I got #"4.059 kJ/mol"#, so this is an extremely fast reaction... Ordinary activation energies are in the range of #25# to about #"150 kJ/mol"#.


You're saying...

#log k = 5.4 - 212/T#

is the expression for some rate constant #k# as a function of temperature #T#. Well, recall the Arrhenius equation:

#k = Ae^(-E_a//RT)#

where #A# is the frequency factor, #R# is the universal gas constant, and #E_a# is the activation energy.
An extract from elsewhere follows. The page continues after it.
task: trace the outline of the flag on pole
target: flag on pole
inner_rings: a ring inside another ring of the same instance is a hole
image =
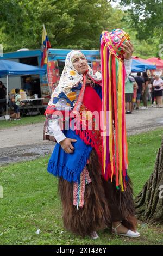
[[[45,64],[47,63],[47,50],[49,48],[51,48],[51,45],[43,25],[42,36],[41,67],[43,66]]]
You can see that we do not know #A#. One can obtain #A# as follows. Take the #ln# of both sides of the equation:

#lnk = lnA - E_a/(RT)#

Since #(lnx)/(logx) ~~ 2.303#, we rewrite this as:

#2.303logk = -E_a/(RT) + lnA#

And thus,

#color(green)(barul(|stackrel(" ")(" "overbrace(logk)^(y) = overbrace(-E_a/R)^(m) overbrace(1/(2.303T))^(x) + overbrace(logA)^(b)" ")|))#

So, now we can plot #log k# vs. #1/(2.303T)# in a small enough temperature range to have a slope #-E_a/R# and a y-intercept #logA#.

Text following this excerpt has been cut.